I sank into the Grey, past the level where the seeping puddles of light and color lay, down as close to the humming and muttering of the grid as I dared, and looked out at the lake without the distraction of buildings and roads. I studied the lines of power that lay in the matrix of rock and water, searching for the crossing leylines that would tell me if I was right or wrong. There was the throbbing river of blue that crossed through Lake Sutherland, shooting straight from the curve of Devil’s Punch Bowl. And across it, gleaming green sparked with gold, I could see another power line. It was harder to pinpoint where this one crossed the edges of the glacial trench that contained the lake since I was looking at it from the side, but it seemed less focused and slightly crooked, like a line painted by a drunk and then walked over while it was still wet.
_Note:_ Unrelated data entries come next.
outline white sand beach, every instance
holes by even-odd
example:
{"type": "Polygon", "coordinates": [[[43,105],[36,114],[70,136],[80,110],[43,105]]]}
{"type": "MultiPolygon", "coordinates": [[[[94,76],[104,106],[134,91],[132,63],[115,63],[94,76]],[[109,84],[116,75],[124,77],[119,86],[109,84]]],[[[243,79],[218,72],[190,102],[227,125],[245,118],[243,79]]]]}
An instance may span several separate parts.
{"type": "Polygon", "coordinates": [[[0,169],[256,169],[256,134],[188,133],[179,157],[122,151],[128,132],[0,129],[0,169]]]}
At the tail, seemingly unconnected from the power line, but dragging it in a loop as if it were a garden hose caught on a stake, the sudden fan of energy struck out toward Sol Duc.
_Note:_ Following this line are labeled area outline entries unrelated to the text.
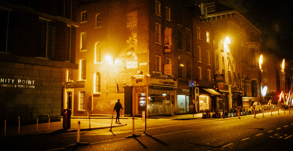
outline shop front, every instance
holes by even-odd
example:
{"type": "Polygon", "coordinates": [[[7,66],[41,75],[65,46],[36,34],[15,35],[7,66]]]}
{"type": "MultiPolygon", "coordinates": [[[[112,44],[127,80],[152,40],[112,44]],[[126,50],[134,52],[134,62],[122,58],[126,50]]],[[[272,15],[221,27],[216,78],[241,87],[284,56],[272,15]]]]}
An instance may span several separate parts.
{"type": "Polygon", "coordinates": [[[193,87],[189,87],[187,82],[178,82],[177,86],[177,113],[192,113],[192,92],[193,87]]]}
{"type": "Polygon", "coordinates": [[[206,110],[223,109],[225,95],[210,88],[201,88],[199,90],[199,109],[206,110]]]}
{"type": "Polygon", "coordinates": [[[146,111],[147,117],[169,116],[176,113],[177,82],[151,78],[146,75],[131,77],[132,112],[141,117],[146,111]]]}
There was something wrong about the geography of the big power lines.... They should have connected four cardinal points by two straight lines that crossed in the middle. But they didn’t. It looked as if both lines crossed just offshore of Jewel’s house. And while the Newmans’ house and Devil’s Punch Bowl seemed to be in a straight line, that line lay imperfectly west to east, and there didn’t seem to be any anchor points for the other line that should have run north to south. It just meandered from about where Steven Leung’s car had come ashore at last to someplace near the ranger station at Storm King, then sent its lazy, looping tail off into nonsense directions that touched the cliffs, Fairholm, Pyramid Mountain, and points south and west without any pattern I could make out.